In both instances parents are acting in what they believe to be the best interest of the child, but the results may be quite different than they imagined. By overreacting to their child needs, they may tip the scales too heavily in one way or another, creating unintended consequences for all of their children. The stronger, independent children may mature faster and become more resilient, but grow up feeling unappreciated. They may always feel inadequate in some ways no matter what level of success they achieve. On the other hand, those who have been sheltered may never learn how to be independent and may even fail to mature in many ways. They are taught to rely on others for help and emotional stability, which is a behavior that can follow them into adulthood.

So the question is, how can parents offer balanced guidance to their children? First, parents have to examine their child rearing behaviors more closely. Could it be that a parent identifies with one child over the others? Maybe the parent (like their child) was teased frequently for their size or taken advantage of often. Could their obsession over their child’s plight make them so over protective that their other children walk on eggshells around their sibling? Or perhaps a parent was the responsible, oldest child who was pressured to be an overachiever. Is it possible that they recognize themselves in their oldest child and, not wanting to repeat history, downplays the child’s diligent behavior while favoring the carefree ways of their siblings? If a parent can recognize that they may overreach in their attempts to help, then they can also make changes which can help reverse the negative effects it’s has on their children.

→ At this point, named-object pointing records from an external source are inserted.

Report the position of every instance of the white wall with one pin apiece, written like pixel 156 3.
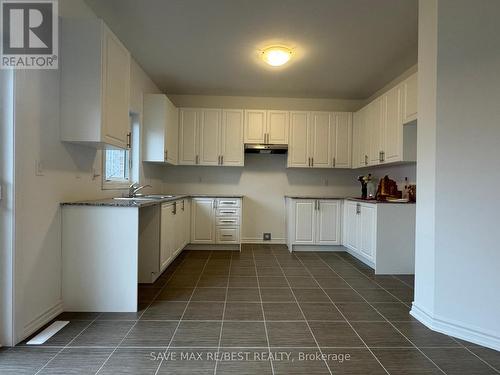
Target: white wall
pixel 67 175
pixel 6 203
pixel 464 174
pixel 264 181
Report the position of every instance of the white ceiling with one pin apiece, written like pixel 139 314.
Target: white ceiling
pixel 343 48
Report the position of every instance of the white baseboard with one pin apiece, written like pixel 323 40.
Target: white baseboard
pixel 455 329
pixel 258 240
pixel 41 320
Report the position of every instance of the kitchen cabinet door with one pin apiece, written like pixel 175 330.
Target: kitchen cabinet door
pixel 171 133
pixel 375 129
pixel 209 136
pixel 393 145
pixel 368 230
pixel 328 222
pixel 305 221
pixel 351 226
pixel 410 98
pixel 298 149
pixel 116 90
pixel 202 221
pixel 277 127
pixel 341 139
pixel 255 126
pixel 232 147
pixel 161 130
pixel 167 236
pixel 320 140
pixel 188 136
pixel 187 221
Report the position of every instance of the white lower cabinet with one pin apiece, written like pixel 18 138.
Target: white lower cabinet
pixel 215 220
pixel 174 232
pixel 381 235
pixel 313 221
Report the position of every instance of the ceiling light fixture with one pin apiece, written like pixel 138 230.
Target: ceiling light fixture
pixel 276 55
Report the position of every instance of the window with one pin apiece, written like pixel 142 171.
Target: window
pixel 118 166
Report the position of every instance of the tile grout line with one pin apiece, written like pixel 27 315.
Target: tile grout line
pixel 262 308
pixel 341 313
pixel 65 346
pixel 387 320
pixel 223 314
pixel 470 351
pixel 184 312
pixel 302 312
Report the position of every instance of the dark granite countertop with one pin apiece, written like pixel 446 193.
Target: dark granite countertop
pixel 314 197
pixel 373 201
pixel 138 203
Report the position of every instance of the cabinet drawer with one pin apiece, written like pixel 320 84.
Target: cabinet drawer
pixel 228 235
pixel 223 212
pixel 228 202
pixel 227 221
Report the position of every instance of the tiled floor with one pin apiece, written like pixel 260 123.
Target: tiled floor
pixel 261 311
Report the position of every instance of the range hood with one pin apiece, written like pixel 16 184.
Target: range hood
pixel 265 149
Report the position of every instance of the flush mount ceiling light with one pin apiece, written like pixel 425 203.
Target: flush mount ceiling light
pixel 276 55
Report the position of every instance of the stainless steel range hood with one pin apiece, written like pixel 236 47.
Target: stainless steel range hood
pixel 265 149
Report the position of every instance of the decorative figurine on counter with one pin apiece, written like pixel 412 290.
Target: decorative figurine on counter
pixel 364 192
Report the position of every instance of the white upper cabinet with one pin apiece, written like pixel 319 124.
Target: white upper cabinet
pixel 298 148
pixel 188 136
pixel 380 134
pixel 161 128
pixel 393 145
pixel 255 126
pixel 320 153
pixel 341 139
pixel 410 95
pixel 320 140
pixel 270 127
pixel 95 85
pixel 209 130
pixel 277 127
pixel 232 150
pixel 211 137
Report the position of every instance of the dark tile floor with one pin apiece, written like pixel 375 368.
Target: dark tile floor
pixel 261 311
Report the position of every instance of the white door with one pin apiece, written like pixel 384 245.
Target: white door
pixel 255 126
pixel 171 132
pixel 277 127
pixel 305 217
pixel 167 236
pixel 367 230
pixel 203 220
pixel 393 127
pixel 116 91
pixel 298 149
pixel 320 140
pixel 342 139
pixel 410 99
pixel 232 151
pixel 374 124
pixel 210 124
pixel 329 222
pixel 188 136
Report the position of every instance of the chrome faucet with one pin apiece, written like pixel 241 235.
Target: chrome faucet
pixel 134 188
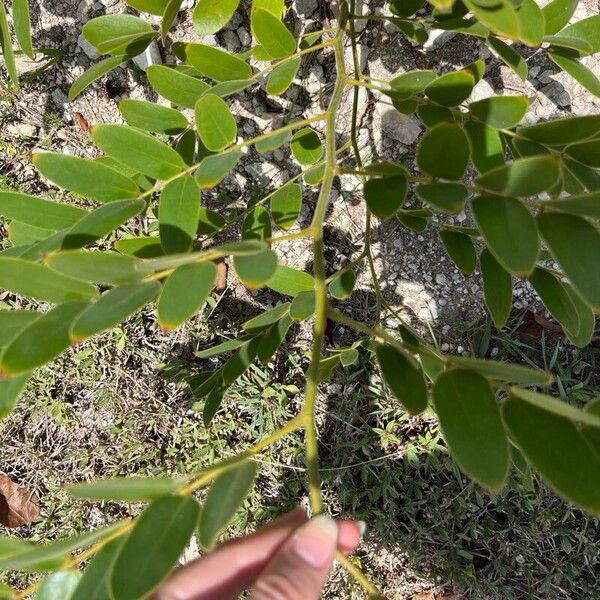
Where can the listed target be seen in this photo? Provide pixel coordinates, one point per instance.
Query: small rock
(231, 40)
(150, 56)
(87, 48)
(305, 8)
(437, 38)
(244, 36)
(59, 98)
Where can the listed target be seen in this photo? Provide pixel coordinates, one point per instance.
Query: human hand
(289, 559)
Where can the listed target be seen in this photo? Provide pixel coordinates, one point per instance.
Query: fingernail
(362, 527)
(315, 542)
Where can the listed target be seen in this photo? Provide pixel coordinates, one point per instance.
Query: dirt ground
(115, 406)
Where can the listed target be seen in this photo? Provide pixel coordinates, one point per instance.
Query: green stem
(312, 451)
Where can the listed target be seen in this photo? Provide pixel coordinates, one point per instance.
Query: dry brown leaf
(82, 122)
(18, 506)
(432, 595)
(221, 280)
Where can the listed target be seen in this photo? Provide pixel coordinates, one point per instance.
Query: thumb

Another behavior parents can and should do is to listen and decode their children’s verbal and non-verbal communication. Kids may vocalize their feelings in less than positive ways such as accusing the parents of favoritism or negatively comparing themselves to their siblings. (“I need to start being a crybaby like Joey, so that I can get special desserts!”). On the other hand, they may demonstrate their thoughts by acting out for parental attention or becoming more of an introvert under the powerful presence of their parents. If parents can make themselves aware of the indirect signals that their children send, then they can also work to interpret them. (Of course learning to decode your child’s communication in any circumstance is a worthy goal!)

Hopefully, parents will understand that just because a child doesn’t ask for help, certainly doesn’t mean they don’t need or want it. At the same time, parents should recognize that even when a child needs to lean on their parents, it doesn’t mean the parents must remain their crutch for life.

Equality. It certainly is a delicate balancing act.